Though there is unfathomable horror recounted in Pelicot’s memoir, it feels important to note there is more to it than that. The author flinches at being called an icon even though she has no problem being a catalyst for change.
What comes through is not just her preternatural strength but her enduring optimism. Rare will be the reader who doesn’t wonder how they would hold up in such circumstances.
Those close to Pelicot, including her children, were incensed by her apparent lack of anger after she learned of Dominique’s crimes, and that she still clung to happy memories. In her children’s minds, their whole lives had been reduced to a lie. Pelicot refuses to believe that.

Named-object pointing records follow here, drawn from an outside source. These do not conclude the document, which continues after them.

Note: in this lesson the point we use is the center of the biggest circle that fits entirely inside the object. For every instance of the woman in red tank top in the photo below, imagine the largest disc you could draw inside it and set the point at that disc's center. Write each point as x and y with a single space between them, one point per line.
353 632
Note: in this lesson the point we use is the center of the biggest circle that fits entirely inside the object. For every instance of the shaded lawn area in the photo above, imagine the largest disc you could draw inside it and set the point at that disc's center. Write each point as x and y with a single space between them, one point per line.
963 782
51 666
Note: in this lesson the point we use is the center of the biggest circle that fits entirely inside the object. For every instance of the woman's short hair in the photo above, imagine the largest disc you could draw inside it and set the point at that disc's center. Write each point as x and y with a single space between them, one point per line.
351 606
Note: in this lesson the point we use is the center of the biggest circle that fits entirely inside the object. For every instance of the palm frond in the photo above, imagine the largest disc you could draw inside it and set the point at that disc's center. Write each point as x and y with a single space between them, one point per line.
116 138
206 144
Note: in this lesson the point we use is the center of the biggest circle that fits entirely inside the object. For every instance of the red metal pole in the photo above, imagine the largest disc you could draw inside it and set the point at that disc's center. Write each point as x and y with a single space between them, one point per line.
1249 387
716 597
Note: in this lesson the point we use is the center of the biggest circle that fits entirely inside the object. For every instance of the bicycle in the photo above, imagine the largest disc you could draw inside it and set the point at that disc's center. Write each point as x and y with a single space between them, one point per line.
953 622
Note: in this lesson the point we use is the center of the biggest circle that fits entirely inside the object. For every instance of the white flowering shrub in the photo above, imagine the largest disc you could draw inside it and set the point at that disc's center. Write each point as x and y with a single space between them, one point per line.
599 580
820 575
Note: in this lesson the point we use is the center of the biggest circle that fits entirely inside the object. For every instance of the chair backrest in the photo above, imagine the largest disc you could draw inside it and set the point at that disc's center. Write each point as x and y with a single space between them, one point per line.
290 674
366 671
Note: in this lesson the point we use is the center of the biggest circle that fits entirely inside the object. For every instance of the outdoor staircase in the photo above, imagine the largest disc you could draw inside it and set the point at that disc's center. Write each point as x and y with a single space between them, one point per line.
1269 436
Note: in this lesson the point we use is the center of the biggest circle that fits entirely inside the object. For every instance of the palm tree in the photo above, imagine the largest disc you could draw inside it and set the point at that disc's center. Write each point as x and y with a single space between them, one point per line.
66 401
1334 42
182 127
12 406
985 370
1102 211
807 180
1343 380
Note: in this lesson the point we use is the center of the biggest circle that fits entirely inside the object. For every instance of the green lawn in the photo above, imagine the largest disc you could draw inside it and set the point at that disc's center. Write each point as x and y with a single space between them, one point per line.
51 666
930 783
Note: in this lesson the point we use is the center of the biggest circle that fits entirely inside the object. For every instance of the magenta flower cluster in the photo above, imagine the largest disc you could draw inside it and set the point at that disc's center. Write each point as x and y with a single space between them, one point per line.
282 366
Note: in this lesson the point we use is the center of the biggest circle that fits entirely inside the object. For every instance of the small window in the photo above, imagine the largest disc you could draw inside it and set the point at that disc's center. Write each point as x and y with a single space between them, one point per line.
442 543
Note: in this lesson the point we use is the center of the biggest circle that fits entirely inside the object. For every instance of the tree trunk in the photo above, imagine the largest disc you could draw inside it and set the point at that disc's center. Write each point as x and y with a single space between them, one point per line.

It also irks her that there are those who presume to lecture her, from lawyers to court psychologists to press commentators, about how she should feel and act as a victim.
It is testament to her fortitude that she recently found love again, and that she still, despite everything, believes in the goodness of people. Back when Pelicot was a child standing over her mother’s body, she recalls feeling “a wave of infinite love wash over me, far stronger than death.”
That love, she says, has saved her. “The feeling persists: love is not dead. I am not dead. I still have faith in people. Once, that was my greatest weakness. Now it is my strength. My revenge.”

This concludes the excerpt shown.